Saved by Sheep

                                            

The night had become very cold. There was a fringe of bronze-coloured clouds around the moon; stars glittered icily and frost crackled around us. Where to go for shelter? We could see no buildings, likely or not. Fields and more fields stretched into the distance with no shadow of a barn nor a single lighted window of a farmhouse. We were far too tired to make for the next village, so there seemed nothing for it but to curl up closely together under a hedgerow and shiver the time away until morning.

Dido was intoning, 'Poor Tom's a cold, poor Tom's a cold', which was her current favourite line from King Lear when, to our shock, another and more sepulchral voice from the other side of the hedge said

'Doubt you'll last the night out in that chilly spot.'

A familiar greasy smell wafted over us. Sheep? But surely sheep don't talk, they just loom and move their mouths about, constantly in a circular motion. Remembering again Mimi's injunction to be brave, but at the same time checking that the hedge was thick and strong, we resisted the urge to run and instead asked tremulously 'Are you a sheep? And were you talking to us?'

'Who else be there?' came the answer. 'Course I be atalking to you, or rather we, the flock be addressing you. Ain't you never bin addressed by sheep before?'

'No,' we said. 'We have been looked at by sheep, very closely in fact, but without a word being exchanged. We thought sheep just munched and loomed and we were rather frightened because of being so much smaller.'

'Oh I see, you bin looked at. Well we sheep is cautious about whom we addresses. We takes our time. We likes to know who it is in our field, and being short-sighted we have to get in close, and being timid we have to keep very tight together when we does look. And our mouths are always going around and around cos that is how we digests our food. But it don't mean we can't talk when we wants to, like just now when we was atelling you as how you'll freeze to death under that there hedgerow. Stiff and stark you'll be by morning.'

At this last part of the speech Dido began mewing piteously. She is a brave little cat but after the shootings and being sick and supperless she had had more than enough trials for one day, and was quite overcome by the thought of being 'stiff and stark', as well as cold.
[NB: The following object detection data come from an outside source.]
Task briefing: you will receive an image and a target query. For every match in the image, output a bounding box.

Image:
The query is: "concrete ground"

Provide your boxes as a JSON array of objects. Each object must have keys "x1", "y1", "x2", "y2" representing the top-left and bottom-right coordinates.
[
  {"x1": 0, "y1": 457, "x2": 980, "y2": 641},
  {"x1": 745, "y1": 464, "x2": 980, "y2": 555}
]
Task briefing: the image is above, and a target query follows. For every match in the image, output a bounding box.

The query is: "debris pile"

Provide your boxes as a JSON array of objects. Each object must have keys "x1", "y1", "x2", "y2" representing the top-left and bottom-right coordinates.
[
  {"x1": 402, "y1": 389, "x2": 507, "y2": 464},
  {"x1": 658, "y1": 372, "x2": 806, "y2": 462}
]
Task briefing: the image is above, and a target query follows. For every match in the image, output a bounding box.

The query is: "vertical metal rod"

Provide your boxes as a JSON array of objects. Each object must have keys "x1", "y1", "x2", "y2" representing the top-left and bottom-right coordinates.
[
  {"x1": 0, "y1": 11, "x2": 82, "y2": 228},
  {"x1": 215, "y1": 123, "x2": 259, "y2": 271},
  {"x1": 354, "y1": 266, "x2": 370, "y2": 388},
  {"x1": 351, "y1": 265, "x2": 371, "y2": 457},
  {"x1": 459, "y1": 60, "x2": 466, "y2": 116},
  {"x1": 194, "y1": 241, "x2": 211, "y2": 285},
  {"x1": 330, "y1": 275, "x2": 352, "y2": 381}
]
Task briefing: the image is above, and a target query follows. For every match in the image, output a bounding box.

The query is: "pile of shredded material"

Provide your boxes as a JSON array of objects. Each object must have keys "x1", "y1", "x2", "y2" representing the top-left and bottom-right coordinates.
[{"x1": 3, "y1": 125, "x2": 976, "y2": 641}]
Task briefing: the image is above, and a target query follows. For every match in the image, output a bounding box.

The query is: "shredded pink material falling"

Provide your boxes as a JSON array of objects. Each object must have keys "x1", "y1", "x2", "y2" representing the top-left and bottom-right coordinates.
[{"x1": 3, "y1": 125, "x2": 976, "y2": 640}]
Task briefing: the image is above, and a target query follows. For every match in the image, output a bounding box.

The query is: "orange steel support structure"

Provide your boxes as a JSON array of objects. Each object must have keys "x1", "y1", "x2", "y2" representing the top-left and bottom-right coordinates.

Her distress had an immediate effect on the unseen communicators behind the hedge. 'Don't you take on so, little traveller. We don't mean you no harm and no more will we let you freeze to death. You come on in here along of us, and we'll keep you warm like you was tucked up in your own bed.'

And that was how we spent the night, guests of a wall of sheep that had loomed over us, closer and closer, the ends of the wall bending around until we were in the centre, almost asphyxiated by the smell, but deliciously warm and comfortable between the soft fleeces.